Shuaib justified his aircraft crash analogy by citing the nation’s maternal and child mortality figures from development partners working on health in the country, such as Save the Children, United Nations Children Fund, World Health Organization among others.
He said: “It is with deep sadness, but a sense of responsibility that I want to remind you of the following statistics for maternal and under-five child mortality in Nigeria.
“Every day in Nigeria, approximately 145 women die from preventable causes related to pregnancy and childbirth. This is equivalent to having one Boeing 737-300 series airplane, fully loaded with 145 women crashing every single day in Nigeria, and killing everyone on board.
“Every day in Nigeria, approximately 2,300 children under five years die mainly from preventable causes. Similarly, this is equivalent to having 15 Boeing 737-300 series airplanes, fully loaded with 145 children under five years old, crashing every single day in Nigeria, and killing all the children on board.
“One out of every 10 children less than five years old that dies in the world is a Nigerian. One out of every eight Nigerian children dies before having a chance to celebrate his or her 5th birthday.
“We are outraged by these statistics. It is notable that these deaths do not make daily headlines in the press, nor raise the same emotions as plane crashes, including the recent air mishap involving Ethiopian Airlines. This probably is because these deaths are occurring amongst the poor, most vulnerable and voiceless in our communities.”
According to him, in the last 25 years, Nigeria made the 5th worst progress among 20 countries that had the worst maternal mortality ratios by 1990.
Over the same period, war-challenged countries with wide-scale humanitarian crisis such as Afghanistan, Liberia, Sierra Leone and South Sudan made better progress than Nigeria, he stated.
“It is regrettable that there is no basis on which to compare Nigeria with more advanced societies in terms of maternal mortality. The truth is that in western countries, when a woman announces that she is pregnant, people immediately ask what the baby’s gender is. On the contrary, in Nigeria, we immediately wish and pray the woman a safe delivery, and in so doing, expose our heartfelt recognition of the reality that she is embarking on a dangerous journey,” the ED said.
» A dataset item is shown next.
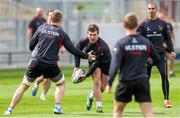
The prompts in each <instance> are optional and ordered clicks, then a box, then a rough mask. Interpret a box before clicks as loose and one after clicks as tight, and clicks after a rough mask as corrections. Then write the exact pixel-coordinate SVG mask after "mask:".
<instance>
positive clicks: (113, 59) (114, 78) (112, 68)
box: [108, 43, 123, 86]
mask: <svg viewBox="0 0 180 118" xmlns="http://www.w3.org/2000/svg"><path fill="white" fill-rule="evenodd" d="M122 59H123V49H122V47H121V45H120V44H119V43H116V45H115V47H114V49H113V54H112V61H111V66H110V73H109V80H108V85H109V86H112V84H113V81H114V79H115V76H116V74H117V71H118V68H119V66H120V65H121V63H122Z"/></svg>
He explained that at his presentation of 2019 Appropriation Bill to the National Assembly, President Muhammadu Buhari reiterated his “strong” desire to “establish a health system that prioritizes primary health care” so that millions of Nigerians could receive the health care they need with financial risk protection. This, he explained further, that the president demonstrated by providing 55 billion naira towards the Basic Health Care Provision Fund.
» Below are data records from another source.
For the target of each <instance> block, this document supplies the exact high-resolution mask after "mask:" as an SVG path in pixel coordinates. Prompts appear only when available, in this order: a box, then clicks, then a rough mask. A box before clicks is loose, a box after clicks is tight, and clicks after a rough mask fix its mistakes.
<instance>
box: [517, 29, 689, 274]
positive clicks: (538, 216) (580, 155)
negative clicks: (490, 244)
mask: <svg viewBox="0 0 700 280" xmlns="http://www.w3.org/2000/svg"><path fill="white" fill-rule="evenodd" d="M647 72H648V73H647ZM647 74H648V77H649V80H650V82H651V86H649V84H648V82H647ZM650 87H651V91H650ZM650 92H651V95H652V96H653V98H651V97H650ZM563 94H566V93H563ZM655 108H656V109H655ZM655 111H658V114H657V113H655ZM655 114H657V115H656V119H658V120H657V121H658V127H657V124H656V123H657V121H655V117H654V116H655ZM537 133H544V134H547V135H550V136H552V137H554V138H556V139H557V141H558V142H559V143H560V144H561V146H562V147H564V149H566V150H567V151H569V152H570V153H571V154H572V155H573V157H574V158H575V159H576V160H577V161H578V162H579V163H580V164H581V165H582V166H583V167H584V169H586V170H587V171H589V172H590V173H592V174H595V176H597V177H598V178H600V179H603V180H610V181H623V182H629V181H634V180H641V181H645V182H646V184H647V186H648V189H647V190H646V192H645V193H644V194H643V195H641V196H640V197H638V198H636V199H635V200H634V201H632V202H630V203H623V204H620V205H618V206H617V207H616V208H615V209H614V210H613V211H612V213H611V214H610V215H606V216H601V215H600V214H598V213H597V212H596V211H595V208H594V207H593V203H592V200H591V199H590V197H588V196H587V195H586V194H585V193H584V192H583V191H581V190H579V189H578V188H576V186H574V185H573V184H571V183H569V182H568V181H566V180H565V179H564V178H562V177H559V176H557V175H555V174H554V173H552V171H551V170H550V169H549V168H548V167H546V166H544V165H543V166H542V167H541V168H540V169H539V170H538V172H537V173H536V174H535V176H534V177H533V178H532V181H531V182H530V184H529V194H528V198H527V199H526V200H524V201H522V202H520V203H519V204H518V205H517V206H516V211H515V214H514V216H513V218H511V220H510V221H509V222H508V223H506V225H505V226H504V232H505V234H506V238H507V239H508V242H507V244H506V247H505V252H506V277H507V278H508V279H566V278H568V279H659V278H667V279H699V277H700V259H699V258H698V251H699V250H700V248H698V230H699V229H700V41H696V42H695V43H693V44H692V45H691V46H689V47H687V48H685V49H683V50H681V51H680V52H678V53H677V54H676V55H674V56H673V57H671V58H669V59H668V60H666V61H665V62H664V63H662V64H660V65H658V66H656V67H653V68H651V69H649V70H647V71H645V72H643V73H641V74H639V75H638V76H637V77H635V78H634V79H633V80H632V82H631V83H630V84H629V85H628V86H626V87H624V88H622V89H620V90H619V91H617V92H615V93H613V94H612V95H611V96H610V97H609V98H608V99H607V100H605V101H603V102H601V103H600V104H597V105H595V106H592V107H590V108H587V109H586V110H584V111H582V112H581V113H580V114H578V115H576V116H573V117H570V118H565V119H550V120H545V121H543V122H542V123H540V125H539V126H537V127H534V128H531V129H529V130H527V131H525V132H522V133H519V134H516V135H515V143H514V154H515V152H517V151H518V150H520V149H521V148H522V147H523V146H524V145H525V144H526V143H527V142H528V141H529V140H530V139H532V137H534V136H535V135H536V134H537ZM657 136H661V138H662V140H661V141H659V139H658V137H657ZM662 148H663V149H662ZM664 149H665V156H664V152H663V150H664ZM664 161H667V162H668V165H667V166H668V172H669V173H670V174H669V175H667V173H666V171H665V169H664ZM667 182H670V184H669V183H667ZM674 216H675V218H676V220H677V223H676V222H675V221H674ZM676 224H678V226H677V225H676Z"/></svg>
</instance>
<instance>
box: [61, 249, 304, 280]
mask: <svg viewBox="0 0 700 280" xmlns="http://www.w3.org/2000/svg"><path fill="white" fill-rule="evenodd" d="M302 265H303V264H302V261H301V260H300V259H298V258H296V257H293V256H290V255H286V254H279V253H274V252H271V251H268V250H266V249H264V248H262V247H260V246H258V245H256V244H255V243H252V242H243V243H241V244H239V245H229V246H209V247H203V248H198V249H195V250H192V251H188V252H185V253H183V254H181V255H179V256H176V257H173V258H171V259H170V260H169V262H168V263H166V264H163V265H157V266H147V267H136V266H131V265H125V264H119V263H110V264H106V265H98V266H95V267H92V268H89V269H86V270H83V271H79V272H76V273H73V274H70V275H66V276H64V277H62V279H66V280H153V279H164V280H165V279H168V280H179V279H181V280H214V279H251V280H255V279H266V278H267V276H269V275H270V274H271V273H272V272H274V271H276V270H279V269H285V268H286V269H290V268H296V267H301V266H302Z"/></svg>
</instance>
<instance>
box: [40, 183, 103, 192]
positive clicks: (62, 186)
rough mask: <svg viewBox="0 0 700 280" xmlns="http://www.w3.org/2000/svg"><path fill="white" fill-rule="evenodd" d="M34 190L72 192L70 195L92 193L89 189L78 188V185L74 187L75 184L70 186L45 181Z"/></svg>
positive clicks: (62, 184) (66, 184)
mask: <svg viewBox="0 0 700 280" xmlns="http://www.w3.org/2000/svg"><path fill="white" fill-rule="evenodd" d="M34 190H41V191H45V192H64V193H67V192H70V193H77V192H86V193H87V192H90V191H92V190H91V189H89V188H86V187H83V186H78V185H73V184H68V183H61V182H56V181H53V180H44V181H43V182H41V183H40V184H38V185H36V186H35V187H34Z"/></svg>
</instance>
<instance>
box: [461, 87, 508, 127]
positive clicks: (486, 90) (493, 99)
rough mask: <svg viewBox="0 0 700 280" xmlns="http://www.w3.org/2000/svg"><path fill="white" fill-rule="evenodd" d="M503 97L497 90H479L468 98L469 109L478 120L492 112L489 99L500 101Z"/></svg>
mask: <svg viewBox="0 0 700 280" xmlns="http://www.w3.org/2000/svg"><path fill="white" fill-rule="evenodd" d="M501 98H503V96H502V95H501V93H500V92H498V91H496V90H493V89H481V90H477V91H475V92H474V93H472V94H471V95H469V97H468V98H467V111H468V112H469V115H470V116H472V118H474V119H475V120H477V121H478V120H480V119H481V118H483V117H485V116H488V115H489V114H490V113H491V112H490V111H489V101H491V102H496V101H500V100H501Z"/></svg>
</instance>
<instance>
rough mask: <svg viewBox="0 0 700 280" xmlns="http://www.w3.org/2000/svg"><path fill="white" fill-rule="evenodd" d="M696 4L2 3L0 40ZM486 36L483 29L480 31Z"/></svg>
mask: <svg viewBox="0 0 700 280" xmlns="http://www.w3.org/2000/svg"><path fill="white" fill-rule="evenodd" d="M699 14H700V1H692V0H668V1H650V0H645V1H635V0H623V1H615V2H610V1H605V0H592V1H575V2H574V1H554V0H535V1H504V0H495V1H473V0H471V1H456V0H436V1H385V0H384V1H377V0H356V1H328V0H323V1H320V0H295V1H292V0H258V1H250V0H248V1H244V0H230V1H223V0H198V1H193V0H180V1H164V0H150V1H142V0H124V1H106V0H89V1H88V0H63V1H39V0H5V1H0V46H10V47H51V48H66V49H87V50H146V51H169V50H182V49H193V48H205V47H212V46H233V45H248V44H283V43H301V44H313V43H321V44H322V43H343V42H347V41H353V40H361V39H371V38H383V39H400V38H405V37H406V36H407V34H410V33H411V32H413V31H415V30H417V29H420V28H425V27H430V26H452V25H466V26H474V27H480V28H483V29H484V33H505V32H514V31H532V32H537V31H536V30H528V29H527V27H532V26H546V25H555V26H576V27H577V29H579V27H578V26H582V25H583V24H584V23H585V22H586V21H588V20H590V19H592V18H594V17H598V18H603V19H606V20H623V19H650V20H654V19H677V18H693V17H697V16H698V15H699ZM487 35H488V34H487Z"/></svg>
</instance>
“From the foregoing, it is unconscionable for any of us to go to bed each night without a sense of urgency to reverse this trend, given our knowledge that these deaths are occurring amongst our mothers, aunties, children, relatives, neighbours, community members and citizens…We are convinced that if nothing drastic is done to reverse the trends, posterity will judge us harshly.
“Having noted the high rate of maternal, new-born and under-five child mortality, and the insufficiency of our efforts to reverse the trend, I hereby declare a state of public health concern on maternal, new-born and child deaths occurring at the primary health care and community levels, and a decision to establish a national coordination centre within the NPHCDA to provide oversight on RMNCAH+N activities at the primary health care level. This centre shall be called the National Emergency Maternal and Child Health Intervention Centre (NEMCHIC)…
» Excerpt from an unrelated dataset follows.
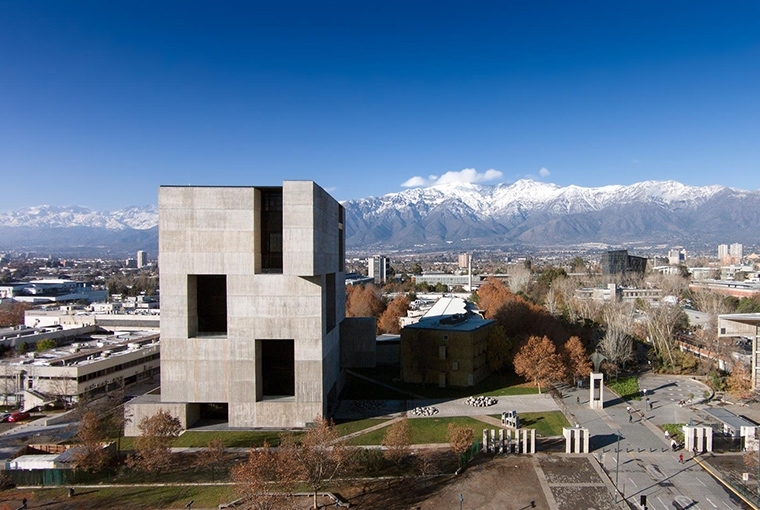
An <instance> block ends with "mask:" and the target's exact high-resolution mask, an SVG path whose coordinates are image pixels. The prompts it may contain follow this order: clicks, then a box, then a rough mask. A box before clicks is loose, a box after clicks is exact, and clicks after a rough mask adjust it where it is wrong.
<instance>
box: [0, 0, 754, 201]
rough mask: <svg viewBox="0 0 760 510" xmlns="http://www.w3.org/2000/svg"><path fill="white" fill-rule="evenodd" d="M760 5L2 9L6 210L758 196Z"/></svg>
mask: <svg viewBox="0 0 760 510" xmlns="http://www.w3.org/2000/svg"><path fill="white" fill-rule="evenodd" d="M759 10H760V5H758V4H757V3H753V2H734V3H731V4H729V5H721V6H720V8H718V7H717V6H716V5H715V4H714V3H707V2H690V3H688V4H681V3H678V4H665V5H663V4H661V3H654V2H646V3H643V4H642V3H636V4H610V3H607V2H588V3H583V4H576V3H572V4H570V3H559V2H538V3H537V2H531V3H516V2H515V3H505V4H488V5H486V4H476V5H468V6H467V7H465V6H464V4H461V3H454V2H415V3H412V4H410V3H408V2H404V3H402V2H384V3H382V4H381V5H380V4H366V3H355V2H331V3H328V4H314V3H307V2H278V3H276V4H264V3H260V2H254V3H247V2H225V3H223V4H221V5H213V6H212V5H211V4H206V3H199V2H161V3H158V4H156V3H149V2H141V1H137V2H107V3H105V2H77V3H73V4H70V3H66V4H62V3H59V2H49V1H42V2H34V3H28V2H13V1H11V2H3V3H2V12H3V14H2V16H0V47H2V48H3V50H2V51H1V52H0V69H2V71H0V172H2V175H3V185H4V189H5V190H6V191H8V192H7V193H6V194H4V201H3V202H4V203H3V207H2V209H3V210H11V209H16V208H22V207H27V206H33V205H40V204H53V205H82V206H86V207H90V208H93V209H95V210H116V209H119V208H122V207H126V206H129V205H147V204H154V203H155V202H156V196H157V188H158V186H159V185H161V184H193V185H252V184H255V185H277V184H279V183H280V182H281V181H282V180H283V179H313V180H315V181H318V182H319V183H320V184H321V185H322V186H323V187H324V188H325V189H327V190H328V191H329V192H330V193H331V194H332V195H333V196H334V197H335V198H336V199H338V200H349V199H356V198H362V197H367V196H378V195H382V194H386V193H391V192H395V191H400V190H402V189H404V188H407V187H415V186H429V185H433V184H436V183H442V182H450V181H467V182H478V183H485V184H495V183H499V182H513V181H516V180H518V179H520V178H524V177H530V178H533V179H537V180H542V181H545V182H553V183H556V184H559V185H561V186H567V185H571V184H575V185H579V186H586V187H595V186H603V185H607V184H631V183H634V182H640V181H643V180H649V179H656V180H666V179H673V180H677V181H680V182H683V183H685V184H688V185H693V186H704V185H710V184H721V185H727V186H732V187H735V188H742V189H758V188H760V172H758V161H759V159H760V149H759V148H758V146H757V143H756V140H755V138H756V137H755V136H754V135H755V133H757V132H758V128H760V125H759V124H760V115H758V113H759V110H760V108H759V107H760V99H758V95H757V93H756V91H757V90H760V71H758V67H757V65H756V63H757V62H758V61H760V30H757V24H756V20H757V19H758V14H760V13H759V12H758V11H759Z"/></svg>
“We commit to urgently take action to provide leadership to rapidly reverse maternal, new-born and child deaths by half by 2021 through interventions that target the primary health care and community levels.
“This is based on the evidence that: a minimum target of 53% reduction in MMR every five years is required for Nigeria to reach the SDG 2030 tart of <70 deaths per 100,000 live births; a minimum target of 44% reduction in U5MR every five years is required to reach the SDG 2030 target of <25 U5MR.
“In collaboration with states, local governments, our traditional and religious leaders as well as development partners at all levels, we will coordinate and energize efforts that are focused on reducing maternal and child mortality at the PHC and community levels through the National Emergency Maternal and Child Health Intervention Centre (NEMCHIC) and its state counterparts.”